The Obama administration has proposed the most comprehensive overhaul of the nation’s financial industry since the Great Depression.  The measures, as outlined by Secretary of the Treasury Timothy Geithner, will require regulation of hedge funds for the first time and give government wide-ranging powers to seize and take apart companies that are perceived as threats to the overall economy.  The proposals are strong medicine indeed.

The measures, which require Congressional approval, are structured to entice private buyers by offering the similar supercharged leverage that prevailed during the financial boom-but one where oversight is de rigueur.   While the private sector is cutting back on its debt, the government believes that providing inexpensive financing is the best way to free up the market for illiquid debt.

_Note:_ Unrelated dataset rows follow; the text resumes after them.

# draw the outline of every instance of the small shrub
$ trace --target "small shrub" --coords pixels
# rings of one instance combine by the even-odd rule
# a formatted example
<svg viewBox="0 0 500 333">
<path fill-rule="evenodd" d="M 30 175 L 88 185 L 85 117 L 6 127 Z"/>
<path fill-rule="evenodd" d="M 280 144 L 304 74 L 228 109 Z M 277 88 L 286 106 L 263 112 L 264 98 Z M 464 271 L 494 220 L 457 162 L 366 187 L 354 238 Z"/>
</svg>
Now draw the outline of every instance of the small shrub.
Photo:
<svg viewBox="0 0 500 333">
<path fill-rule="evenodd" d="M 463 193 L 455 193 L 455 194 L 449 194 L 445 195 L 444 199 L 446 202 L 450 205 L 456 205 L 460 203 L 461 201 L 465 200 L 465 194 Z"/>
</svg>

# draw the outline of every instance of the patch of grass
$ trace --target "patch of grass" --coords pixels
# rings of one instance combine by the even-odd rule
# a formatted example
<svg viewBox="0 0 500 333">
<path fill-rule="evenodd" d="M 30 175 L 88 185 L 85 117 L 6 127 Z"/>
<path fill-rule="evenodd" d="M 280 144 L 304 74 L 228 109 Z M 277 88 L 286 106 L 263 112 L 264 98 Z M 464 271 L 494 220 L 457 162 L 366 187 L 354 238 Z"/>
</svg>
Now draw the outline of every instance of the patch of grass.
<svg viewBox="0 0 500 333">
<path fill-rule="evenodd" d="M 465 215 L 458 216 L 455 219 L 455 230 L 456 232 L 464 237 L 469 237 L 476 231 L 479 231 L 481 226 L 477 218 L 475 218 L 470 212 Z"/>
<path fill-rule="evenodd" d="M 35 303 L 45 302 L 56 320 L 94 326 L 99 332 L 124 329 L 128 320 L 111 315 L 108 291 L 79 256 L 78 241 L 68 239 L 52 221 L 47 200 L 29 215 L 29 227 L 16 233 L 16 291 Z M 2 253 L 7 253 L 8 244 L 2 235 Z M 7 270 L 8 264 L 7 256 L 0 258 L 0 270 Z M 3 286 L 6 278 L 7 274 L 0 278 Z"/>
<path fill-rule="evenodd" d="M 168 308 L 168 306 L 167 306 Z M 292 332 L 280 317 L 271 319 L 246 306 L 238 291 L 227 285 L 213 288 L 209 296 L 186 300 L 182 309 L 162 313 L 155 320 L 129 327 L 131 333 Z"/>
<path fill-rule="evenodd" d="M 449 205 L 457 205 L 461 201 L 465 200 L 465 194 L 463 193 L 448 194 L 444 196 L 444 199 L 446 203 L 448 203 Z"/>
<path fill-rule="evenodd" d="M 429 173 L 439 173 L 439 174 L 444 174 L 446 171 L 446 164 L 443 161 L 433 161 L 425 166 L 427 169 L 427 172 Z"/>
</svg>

The proposals give the Federal Reserve the authority to oversee the nation’s economy for signs of “systemic risk”.  The legislation will include significantly stronger requirements regarding the cash reserves and assets that institutions must have on hand to endure economic downturns.  Hedge funds, private-equity firms, derivatives and other private investment funds will be required to register with the Securities and Exchange Commission and will be subject to strict regulation.  Additionally, the government will establish a central clearinghouse to closely monitor trades in these markets.  Lastly, the administration will develop stricter requirements for money market funds so withdrawals don’t threaten the broader financial system.

Harsh medicine indeed, but the old system failed us all.  Secretary Geithner sees his proposals as a price worth paying to clean out banks’ balance sheets.  If the plan fails, it will be because banks were not willing to risk of taking a write-down and depleting precious capital.